AWS Big Data Blog
Set up fine-grained permissions for your data pipeline using MWAA and EKS
This is a guest blog post co-written with Patrick Oberherr from Contentful and Johannes Günther from Netlight Consulting.
This blog post shows how to improve security in a data pipeline architecture based on Amazon Managed Workflows for Apache Airflow (Amazon MWAA) and Amazon Elastic Kubernetes Service (Amazon EKS) by setting up fine-grained permissions, using HashiCorp Terraform for infrastructure as code.
Many AWS customers use Amazon EKS to execute their data workloads. The advantages of Amazon EKS include different compute and storage options depending on workload needs, higher resource utilization by sharing underlying infrastructure, and a vibrant open-source community that provides purpose-built extensions. The Data on EKS project provides a series of templates and other resources to help customers get started on this journey. It includes a description of using Amazon MWAA as a job scheduler.
Contentful is an AWS customer and AWS Partner Network (APN) partner. Behind the scenes of their Software-as-a-Service (SaaS) product, the Contentful Composable Content Platform, Contentful uses insights from data to improve business decision-making and customer experience. Contentful engaged Netlight, an APN consulting partner, to help set up a data platform to gather these insights.
Most of Contentful’s application workloads run on Amazon EKS, and knowledge of this service and Kubernetes is widespread in the organization. That’s why Contentful’s data engineering team decided to run data pipelines on Amazon EKS as well. For job scheduling, they started with a self-operated Apache Airflow on an Amazon EKS cluster and later switched to Amazon MWAA to reduce engineering and operations overhead. The job execution remained on Amazon EKS.

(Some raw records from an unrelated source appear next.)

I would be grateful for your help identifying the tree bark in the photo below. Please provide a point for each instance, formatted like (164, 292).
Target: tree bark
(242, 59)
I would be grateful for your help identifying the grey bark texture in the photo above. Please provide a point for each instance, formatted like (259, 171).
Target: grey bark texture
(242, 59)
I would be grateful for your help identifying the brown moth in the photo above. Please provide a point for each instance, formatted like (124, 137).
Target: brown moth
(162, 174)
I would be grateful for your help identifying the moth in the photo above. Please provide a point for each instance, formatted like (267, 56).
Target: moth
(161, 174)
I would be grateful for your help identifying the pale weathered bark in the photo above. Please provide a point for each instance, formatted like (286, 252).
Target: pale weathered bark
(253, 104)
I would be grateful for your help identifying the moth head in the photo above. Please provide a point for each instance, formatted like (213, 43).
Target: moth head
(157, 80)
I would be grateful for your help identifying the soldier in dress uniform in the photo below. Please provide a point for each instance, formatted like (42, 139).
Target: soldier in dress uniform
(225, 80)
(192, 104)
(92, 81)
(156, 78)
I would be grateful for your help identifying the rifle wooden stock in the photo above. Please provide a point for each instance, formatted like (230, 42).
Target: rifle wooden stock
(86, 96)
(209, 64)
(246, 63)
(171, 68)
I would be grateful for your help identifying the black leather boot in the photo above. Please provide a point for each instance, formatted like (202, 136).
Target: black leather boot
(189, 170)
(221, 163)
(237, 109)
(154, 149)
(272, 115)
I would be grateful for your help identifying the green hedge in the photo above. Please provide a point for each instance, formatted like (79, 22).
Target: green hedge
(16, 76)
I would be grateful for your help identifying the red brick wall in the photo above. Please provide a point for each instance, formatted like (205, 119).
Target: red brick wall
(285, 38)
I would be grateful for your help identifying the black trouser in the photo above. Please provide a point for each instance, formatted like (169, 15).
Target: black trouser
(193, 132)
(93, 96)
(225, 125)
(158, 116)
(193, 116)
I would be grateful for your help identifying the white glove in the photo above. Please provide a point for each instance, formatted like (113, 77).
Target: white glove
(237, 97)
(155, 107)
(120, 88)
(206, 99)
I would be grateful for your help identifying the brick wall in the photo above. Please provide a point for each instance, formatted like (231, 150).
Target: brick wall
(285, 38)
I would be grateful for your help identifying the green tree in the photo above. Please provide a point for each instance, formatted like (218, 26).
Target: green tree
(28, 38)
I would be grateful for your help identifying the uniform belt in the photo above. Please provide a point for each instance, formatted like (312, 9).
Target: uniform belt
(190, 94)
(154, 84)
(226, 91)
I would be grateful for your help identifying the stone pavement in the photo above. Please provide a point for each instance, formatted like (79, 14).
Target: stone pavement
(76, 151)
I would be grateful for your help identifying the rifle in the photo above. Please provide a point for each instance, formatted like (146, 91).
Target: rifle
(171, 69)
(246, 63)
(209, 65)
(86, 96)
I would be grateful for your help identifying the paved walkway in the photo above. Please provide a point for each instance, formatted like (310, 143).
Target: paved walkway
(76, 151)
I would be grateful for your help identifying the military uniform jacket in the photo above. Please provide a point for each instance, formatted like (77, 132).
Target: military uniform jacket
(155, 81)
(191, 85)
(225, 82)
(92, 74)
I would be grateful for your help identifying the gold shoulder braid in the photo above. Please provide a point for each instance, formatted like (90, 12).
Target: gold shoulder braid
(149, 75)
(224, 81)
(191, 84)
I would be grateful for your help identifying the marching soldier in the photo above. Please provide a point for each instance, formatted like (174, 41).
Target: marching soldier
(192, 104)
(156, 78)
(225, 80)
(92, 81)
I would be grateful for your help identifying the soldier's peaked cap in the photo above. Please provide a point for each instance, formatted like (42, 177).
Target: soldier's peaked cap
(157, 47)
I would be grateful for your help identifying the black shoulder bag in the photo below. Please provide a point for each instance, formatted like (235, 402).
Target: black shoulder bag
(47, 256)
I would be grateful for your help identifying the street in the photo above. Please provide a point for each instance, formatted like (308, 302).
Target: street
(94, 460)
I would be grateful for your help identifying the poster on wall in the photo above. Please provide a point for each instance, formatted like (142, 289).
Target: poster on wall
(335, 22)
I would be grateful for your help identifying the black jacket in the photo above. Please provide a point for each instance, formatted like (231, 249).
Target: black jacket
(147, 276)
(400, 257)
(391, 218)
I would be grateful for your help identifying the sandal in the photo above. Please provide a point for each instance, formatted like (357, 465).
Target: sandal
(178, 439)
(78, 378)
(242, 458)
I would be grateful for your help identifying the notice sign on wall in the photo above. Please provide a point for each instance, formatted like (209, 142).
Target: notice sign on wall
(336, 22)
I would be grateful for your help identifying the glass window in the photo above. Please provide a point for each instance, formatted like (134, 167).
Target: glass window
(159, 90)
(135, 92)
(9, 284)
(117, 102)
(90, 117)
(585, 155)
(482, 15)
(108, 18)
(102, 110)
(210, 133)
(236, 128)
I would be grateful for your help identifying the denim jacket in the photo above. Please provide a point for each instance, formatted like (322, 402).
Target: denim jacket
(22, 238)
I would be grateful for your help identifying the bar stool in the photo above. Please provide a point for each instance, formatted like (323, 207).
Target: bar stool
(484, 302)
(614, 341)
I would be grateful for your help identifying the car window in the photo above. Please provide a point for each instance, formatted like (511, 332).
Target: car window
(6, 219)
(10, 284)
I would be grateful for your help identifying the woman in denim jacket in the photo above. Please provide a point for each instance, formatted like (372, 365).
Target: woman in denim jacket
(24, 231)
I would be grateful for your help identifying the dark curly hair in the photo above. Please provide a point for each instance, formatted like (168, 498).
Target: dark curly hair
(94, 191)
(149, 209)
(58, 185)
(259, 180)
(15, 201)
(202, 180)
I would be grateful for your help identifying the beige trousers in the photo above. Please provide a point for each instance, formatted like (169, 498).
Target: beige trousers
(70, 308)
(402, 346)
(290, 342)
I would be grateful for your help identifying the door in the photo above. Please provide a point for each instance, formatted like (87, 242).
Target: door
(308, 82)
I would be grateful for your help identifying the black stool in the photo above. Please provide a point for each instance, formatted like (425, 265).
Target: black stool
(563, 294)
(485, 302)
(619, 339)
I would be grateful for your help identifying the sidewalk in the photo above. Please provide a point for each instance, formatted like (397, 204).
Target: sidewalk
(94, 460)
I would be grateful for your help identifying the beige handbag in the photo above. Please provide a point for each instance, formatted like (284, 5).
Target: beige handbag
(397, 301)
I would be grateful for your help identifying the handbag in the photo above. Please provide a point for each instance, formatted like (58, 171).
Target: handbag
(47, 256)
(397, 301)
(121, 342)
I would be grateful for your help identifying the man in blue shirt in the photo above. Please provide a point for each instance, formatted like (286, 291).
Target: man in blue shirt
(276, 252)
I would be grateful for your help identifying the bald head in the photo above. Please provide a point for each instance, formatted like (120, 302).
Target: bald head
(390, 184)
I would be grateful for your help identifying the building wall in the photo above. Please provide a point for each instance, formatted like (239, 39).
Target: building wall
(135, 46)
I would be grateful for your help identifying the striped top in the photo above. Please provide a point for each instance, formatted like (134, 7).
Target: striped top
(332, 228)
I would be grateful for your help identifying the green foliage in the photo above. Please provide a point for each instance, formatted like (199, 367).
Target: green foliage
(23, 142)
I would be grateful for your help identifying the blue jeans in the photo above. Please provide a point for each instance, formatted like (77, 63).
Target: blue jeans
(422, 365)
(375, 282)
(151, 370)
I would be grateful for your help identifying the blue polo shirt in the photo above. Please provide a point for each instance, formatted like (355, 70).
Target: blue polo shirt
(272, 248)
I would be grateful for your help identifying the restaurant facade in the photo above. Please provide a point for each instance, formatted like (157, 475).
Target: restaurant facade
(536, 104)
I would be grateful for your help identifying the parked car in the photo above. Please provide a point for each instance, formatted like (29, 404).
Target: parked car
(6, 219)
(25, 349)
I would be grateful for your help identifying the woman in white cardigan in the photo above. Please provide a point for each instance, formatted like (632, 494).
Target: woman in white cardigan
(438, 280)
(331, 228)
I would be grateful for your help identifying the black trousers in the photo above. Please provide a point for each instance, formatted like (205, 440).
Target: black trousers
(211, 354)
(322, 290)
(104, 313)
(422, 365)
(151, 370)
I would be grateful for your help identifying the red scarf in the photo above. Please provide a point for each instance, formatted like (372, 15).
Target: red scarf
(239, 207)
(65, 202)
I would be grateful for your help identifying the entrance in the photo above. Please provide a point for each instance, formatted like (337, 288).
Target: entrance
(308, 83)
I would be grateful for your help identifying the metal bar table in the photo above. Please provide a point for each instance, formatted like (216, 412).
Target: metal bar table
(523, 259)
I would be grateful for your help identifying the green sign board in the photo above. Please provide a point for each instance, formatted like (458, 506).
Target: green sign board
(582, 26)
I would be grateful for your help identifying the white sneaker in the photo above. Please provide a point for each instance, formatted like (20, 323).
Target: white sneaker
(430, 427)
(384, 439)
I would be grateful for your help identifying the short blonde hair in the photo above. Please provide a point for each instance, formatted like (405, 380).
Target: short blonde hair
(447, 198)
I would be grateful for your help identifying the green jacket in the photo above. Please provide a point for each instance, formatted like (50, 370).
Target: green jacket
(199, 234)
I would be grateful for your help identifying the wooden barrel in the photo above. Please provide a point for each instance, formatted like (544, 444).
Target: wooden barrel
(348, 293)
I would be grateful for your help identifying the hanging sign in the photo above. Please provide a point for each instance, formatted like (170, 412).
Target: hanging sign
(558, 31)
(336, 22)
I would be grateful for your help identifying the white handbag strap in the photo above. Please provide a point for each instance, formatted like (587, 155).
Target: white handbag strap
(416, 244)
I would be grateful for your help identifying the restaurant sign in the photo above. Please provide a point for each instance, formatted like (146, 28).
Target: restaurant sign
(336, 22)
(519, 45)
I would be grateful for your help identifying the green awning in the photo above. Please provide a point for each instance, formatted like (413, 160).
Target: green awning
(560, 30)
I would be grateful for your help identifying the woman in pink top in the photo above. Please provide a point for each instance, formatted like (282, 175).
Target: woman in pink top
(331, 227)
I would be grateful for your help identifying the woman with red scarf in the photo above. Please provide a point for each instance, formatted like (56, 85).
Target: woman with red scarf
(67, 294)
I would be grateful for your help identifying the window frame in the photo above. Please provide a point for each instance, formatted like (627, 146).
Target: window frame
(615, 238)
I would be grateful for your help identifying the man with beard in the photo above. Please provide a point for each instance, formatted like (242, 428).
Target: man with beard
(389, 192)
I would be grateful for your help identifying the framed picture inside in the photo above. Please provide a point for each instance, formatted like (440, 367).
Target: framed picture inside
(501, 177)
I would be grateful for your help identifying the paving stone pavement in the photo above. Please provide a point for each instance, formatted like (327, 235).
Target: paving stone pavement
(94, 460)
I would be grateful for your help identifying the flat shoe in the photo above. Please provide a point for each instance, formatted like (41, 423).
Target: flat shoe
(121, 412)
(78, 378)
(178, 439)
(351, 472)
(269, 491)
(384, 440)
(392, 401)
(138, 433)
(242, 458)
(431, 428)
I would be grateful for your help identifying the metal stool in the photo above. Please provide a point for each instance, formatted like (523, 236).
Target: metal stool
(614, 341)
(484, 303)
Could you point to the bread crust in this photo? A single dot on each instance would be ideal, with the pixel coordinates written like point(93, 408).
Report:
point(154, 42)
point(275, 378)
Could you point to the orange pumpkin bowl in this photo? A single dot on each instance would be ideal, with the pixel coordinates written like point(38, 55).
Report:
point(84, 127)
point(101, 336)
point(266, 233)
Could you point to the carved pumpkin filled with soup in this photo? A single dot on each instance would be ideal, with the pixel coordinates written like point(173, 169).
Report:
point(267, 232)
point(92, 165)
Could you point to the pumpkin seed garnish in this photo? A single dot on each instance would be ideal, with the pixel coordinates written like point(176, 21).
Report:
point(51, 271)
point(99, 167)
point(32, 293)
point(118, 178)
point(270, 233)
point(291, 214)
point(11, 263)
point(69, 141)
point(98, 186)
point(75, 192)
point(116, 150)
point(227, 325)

Contentful runs a complex data pipeline using this infrastructure, including ingestion from multiple data sources and different transformation jobs, for example using dbt. The whole pipeline shares a single Amazon MWAA environment and a single Amazon EKS cluster. With a diverse set of workloads in a single environment, it is necessary to apply the principle of least privilege, ensuring that individual tasks or components have only the specific permissions they need to function.
By segmenting permissions according to roles and responsibilities, Contentful’s data engineering team was able to create a more robust and secure data processing environment, which is essential for maintaining the integrity and confidentiality of the data being handled.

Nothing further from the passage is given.